I thought that you might enjoy reading Cindy's Herb Cottage Newsletter: Winter Gardening!.  Check it out for some good recipes including KALE SOUP WITH SORRELIt sounds so good! 


  • 1 large bunch Kale or Swiss Chard

  • About 15 - 20 large leaves Sorrel

  • Small Bunch Parsley

  • 2 quarts of broth- I like to use Chicken, but if you are a vegetarian or vegan you can use a vegetable broth

  • 1 - 2 Tablespoons Olive Oil

  • 1 onion- chopped

  • 2 Cloves Garlic- chopped

  • salt and pepper to taste

  • Add Olive Oil to soup pot, heat. When hot add chopped Onion and Garlic. Cook until slightly brown.. about 10 minutes. Add broth to pot and bring to simmer. Add coarsely chopped Kale and Sorrel leaves and Parsley and simmer until greens are cooked... about 10 minutes.

    Cool soup slightly and then puree in blender or food processor. NOTE: if processing hot soup, be careful not to let it spew up and out of blender. It's best to let the soup cool first.

    Return soup to pot and heat before serving. Add a dollop of sour cream, if desired and sprinkle with chives. This soup can also be eaten chilled rather than heated.

    If you have a lot of Parsley, you can use it in pesto sauces as well as dry it for later use. Sometimes, Parsley doesn't thrive in our Texas summer, so a supply of the newly dried herb will get you through the summer months.

    Parsley can be mixed with Basil for a lovely pesto. I like it with Roasted Walnuts added, rather than the traditional Pine Nuts. You can also make a Parsley and Sorrel pesto to flavor soups and even stews where you'd like a tangy flavor.


  • 2 cups clean leaves -- you can use all one variety of herb such as basil, parlsey or cilantro OR-- use a mix of herbs and greens or herbs such as Parsley mixed with Basil or Cilantro. Throw in a few Hot Peppers for a spicier pesto. Or, add Roasted Sweet Peppers for a savory flavor.

  • 1/4 - 1/2 cup nuts. Pine nuts are traditional, but you can use pecans, walnuts, almonds, hazel nuts or cashews for a different flavor. Roasting the nuts beforehand brings out their flavor.

  • 1/2 cup grated hard cheese such as Parmesan, Asiago or Romano, or a blend.

  • 5-8 cloves of garlic, according to your taste

  • Approximately 1/2 cup olive or other vegetable oil.

  • The amount of oil can vary depending on how much cheese and nuts you put in.

    Food Processor:

    Add all ingredients and process until you have a smooth, well-mixed pesto.
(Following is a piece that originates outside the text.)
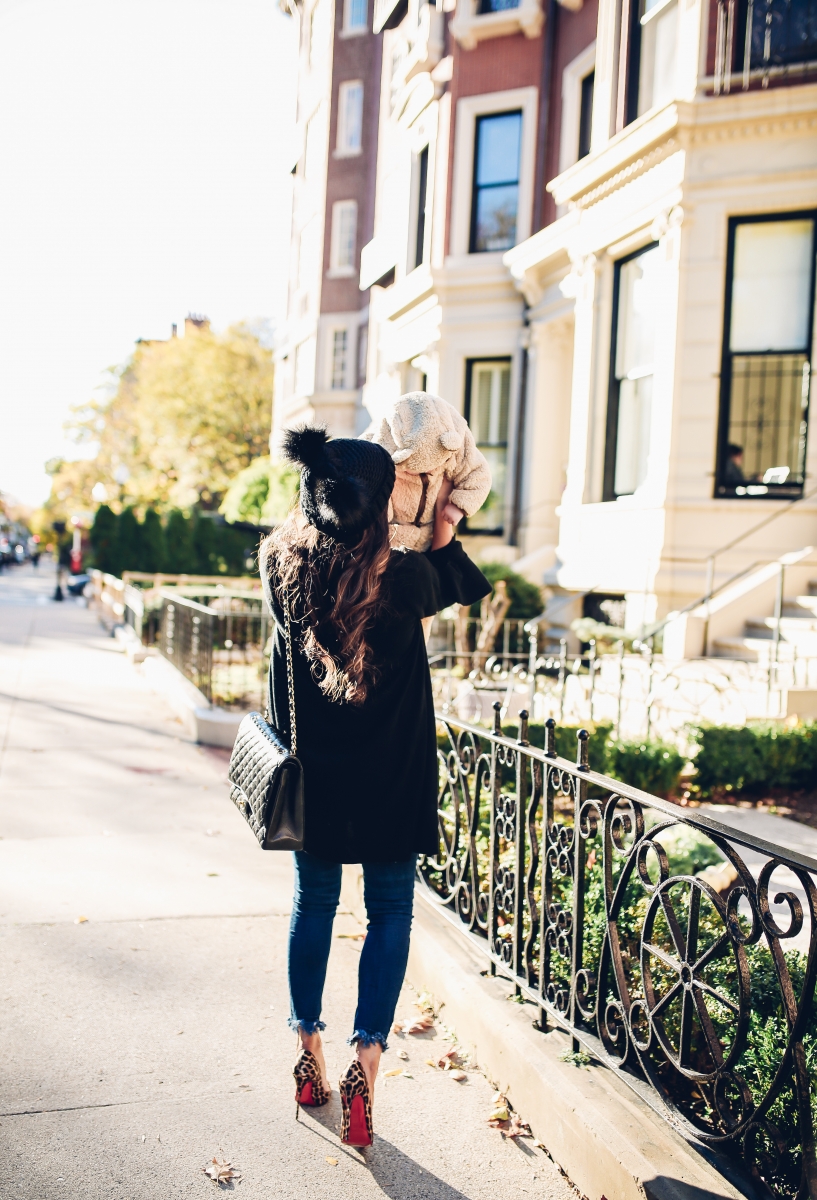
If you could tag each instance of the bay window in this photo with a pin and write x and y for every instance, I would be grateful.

The consistency should be similar to that of mayonnaise.


    This is a little more work than using a food processor, but makes an equally delicious pesto.

    Place about a quarter of the basil leaves in the blender jar adding 1/2 cup oil, the nuts and cheese. Blend (I use the puree setting or high setting.) You'll need a wooden spoon or rubber spatula to push the mixture down onto the blades fairly often.

    --Don't do what I did one time.... and stick a wooden spoon in the jar before the blades stopped turning. The spoon was jerked from my hand, bounced out of the jar, sprayed oil and basil everywhere and broke the spoon inside the jar. I threw the whole mess away and had to start over so I didn't have splinters in the pesto. In other words.... wait until the blades have stopped turning before sticking the spoon in!!!

    After you have that first mix pretty well blended and the nuts are well ground, just keep adding the basil leaves about a handful at time until all the leaves are used up. If the mix is too thick, add a little oil to thin it down. It doesn't have to be perfectly smooth. In fact, I like the pesto a little coarse so I can see the leaves, but the nuts should be well ground.

    To preserve the pesto, I fill ice cube trays with the mixture and freeze it over night. The next day I remove the pesto cubes and store them in a plastic bag or tub in the freezer. One cube is one serving. If you make different pesto with lots of green ingredients, be sure to label the bags so you'll know which is which!